Em outro desdobramento importante da agenda do dia, “a ata do Copom teve um tom até neutro, com a mensagem clara de que os juros serão mantidos altos por mais tempo, com o BC perseverando no aperto monetário”, diz Piter Carvalho, economista da Valor Investimentos.
“A ata não trouxe sinalização diferente da que foi dada no comunicado da semana passada, quando o Banco Central levantou o cartão amarelo para as apostas mais agressivas de cortes da Selic já no início de 2023. O BC já tinha feito ali ponderações de que está preocupado com a dinâmica da inflação no próximo ano”, diz Camila Abdelmalack, economista-chefe da Veedha Investimentos.
No front político, faltando poucos dias para as urnas abrirem, ganha corpo nas mais recentes pesquisas a expectativa de que a eleição, com aparente crescimento do chamado “voto útil” nesta chegada ao domingo, eventualmente seja definida ainda no primeiro turno.
A campanha eleitoral deste ano, embora com pouco impacto até aqui nos preços dos ativos domésticos, entra na reta final com novos apoios públicos à candidatura do ex-presidente Luiz Inácio Lula da Silva (PT), como os do ex-ministro do Supremo Tribunal Federal (STF) Joaquim Barbosa, notabilizado durante o processo do ‘mensalão’, e do economista André Lara Resende, quadro técnico histórico do PSDB – mas do qual se afastou em anos recentes, por divergências teóricas frente a outros economistas com história associada ao partido.
Pouco antes de participar de encontro em que formalizaria publicamente apoio à candidatura Lula, Lara Resende, integrante da equipe que criou o Plano Real, defendeu políticas públicas de apoio à transferência de renda.
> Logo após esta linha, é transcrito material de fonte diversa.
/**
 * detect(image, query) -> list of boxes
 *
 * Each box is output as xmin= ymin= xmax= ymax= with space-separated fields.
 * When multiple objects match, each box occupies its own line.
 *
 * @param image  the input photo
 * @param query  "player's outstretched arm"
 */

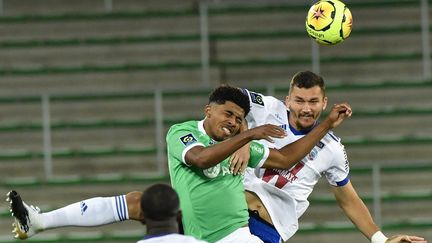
xmin=262 ymin=103 xmax=352 ymax=169
xmin=185 ymin=124 xmax=286 ymax=169
xmin=332 ymin=182 xmax=380 ymax=239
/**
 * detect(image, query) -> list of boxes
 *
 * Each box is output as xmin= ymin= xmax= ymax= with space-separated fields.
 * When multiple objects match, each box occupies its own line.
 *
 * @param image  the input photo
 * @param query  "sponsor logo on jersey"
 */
xmin=80 ymin=201 xmax=88 ymax=215
xmin=316 ymin=141 xmax=325 ymax=149
xmin=262 ymin=162 xmax=305 ymax=188
xmin=250 ymin=143 xmax=264 ymax=154
xmin=308 ymin=147 xmax=319 ymax=160
xmin=250 ymin=92 xmax=264 ymax=106
xmin=342 ymin=145 xmax=349 ymax=172
xmin=180 ymin=133 xmax=197 ymax=146
xmin=203 ymin=164 xmax=221 ymax=178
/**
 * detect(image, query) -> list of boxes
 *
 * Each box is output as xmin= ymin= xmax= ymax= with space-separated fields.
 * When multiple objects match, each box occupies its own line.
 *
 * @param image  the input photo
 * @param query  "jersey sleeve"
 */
xmin=248 ymin=141 xmax=270 ymax=168
xmin=324 ymin=143 xmax=350 ymax=186
xmin=166 ymin=124 xmax=205 ymax=166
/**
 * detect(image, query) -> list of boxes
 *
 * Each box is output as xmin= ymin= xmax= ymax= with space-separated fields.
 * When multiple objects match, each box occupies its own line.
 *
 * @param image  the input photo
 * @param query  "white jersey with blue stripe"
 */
xmin=241 ymin=88 xmax=350 ymax=241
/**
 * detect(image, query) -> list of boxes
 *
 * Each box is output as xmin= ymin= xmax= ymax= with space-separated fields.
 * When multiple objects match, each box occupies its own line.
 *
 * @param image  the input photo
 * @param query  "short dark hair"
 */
xmin=140 ymin=184 xmax=179 ymax=221
xmin=290 ymin=71 xmax=326 ymax=96
xmin=208 ymin=85 xmax=250 ymax=116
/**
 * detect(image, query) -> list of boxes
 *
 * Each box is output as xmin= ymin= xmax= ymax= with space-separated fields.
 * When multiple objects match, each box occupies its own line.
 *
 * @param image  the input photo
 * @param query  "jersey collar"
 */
xmin=198 ymin=119 xmax=207 ymax=135
xmin=287 ymin=111 xmax=317 ymax=136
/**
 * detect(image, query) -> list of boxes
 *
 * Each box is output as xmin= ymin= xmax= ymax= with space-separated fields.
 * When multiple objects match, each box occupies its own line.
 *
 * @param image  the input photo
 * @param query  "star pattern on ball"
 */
xmin=312 ymin=6 xmax=326 ymax=20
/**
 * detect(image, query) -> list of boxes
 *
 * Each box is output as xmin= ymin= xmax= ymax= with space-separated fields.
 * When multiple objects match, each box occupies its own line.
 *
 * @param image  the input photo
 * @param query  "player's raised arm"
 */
xmin=185 ymin=124 xmax=286 ymax=169
xmin=263 ymin=103 xmax=352 ymax=169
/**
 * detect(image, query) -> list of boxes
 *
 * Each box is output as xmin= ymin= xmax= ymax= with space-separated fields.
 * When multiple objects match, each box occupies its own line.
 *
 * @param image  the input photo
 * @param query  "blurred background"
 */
xmin=0 ymin=0 xmax=431 ymax=242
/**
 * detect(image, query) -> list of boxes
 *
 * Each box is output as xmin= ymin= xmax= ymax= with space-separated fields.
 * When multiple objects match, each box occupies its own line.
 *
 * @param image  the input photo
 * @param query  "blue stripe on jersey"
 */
xmin=288 ymin=122 xmax=314 ymax=136
xmin=328 ymin=132 xmax=340 ymax=142
xmin=240 ymin=88 xmax=248 ymax=95
xmin=122 ymin=196 xmax=127 ymax=220
xmin=115 ymin=196 xmax=127 ymax=221
xmin=115 ymin=196 xmax=122 ymax=221
xmin=336 ymin=175 xmax=350 ymax=186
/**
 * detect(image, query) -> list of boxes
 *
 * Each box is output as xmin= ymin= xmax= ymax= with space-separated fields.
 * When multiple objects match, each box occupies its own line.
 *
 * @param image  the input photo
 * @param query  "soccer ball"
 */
xmin=305 ymin=0 xmax=353 ymax=45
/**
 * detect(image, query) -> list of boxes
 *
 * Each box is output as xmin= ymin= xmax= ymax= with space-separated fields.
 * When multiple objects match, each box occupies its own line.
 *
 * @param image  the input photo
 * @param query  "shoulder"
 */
xmin=321 ymin=131 xmax=348 ymax=163
xmin=321 ymin=131 xmax=345 ymax=154
xmin=168 ymin=120 xmax=198 ymax=134
xmin=242 ymin=88 xmax=282 ymax=107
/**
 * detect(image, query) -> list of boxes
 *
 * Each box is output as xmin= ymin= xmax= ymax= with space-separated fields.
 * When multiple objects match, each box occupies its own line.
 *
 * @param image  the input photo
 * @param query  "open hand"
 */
xmin=229 ymin=143 xmax=250 ymax=175
xmin=387 ymin=235 xmax=427 ymax=243
xmin=246 ymin=124 xmax=287 ymax=143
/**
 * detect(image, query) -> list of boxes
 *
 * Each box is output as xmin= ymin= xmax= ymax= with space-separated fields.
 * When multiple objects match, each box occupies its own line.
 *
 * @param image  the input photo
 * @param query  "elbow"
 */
xmin=187 ymin=155 xmax=214 ymax=169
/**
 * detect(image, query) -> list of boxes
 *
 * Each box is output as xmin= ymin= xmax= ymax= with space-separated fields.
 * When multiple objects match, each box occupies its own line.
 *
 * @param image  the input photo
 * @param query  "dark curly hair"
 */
xmin=140 ymin=183 xmax=179 ymax=221
xmin=208 ymin=85 xmax=250 ymax=116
Na segunda-feira, em entrevista ao programa Roda Vida, da TV Cultura, o ex-presidente do BC na gestão Lula, Henrique Meirelles, que aderiu à candidatura do petista na semana passada, disse ser possível conciliar despesas sociais com o teto de gastos desde que medidas de controle compensatórias sejam adotadas, como uma reforma administrativa.
Economistas brasileiros ortodoxos e de diversas instituições nacionais e do exterior divulgaram nesta terça um manifesto pelo voto no primeiro turno no ex-presidente Lula. Na maioria, economistas do meio acadêmico, de instituições como PUC-Rio, Insper e FGV, associadas ao pensamento liberal, e do exterior, sem ligação com o PT, que assinaram o documento em defesa da “proteção à democracia”.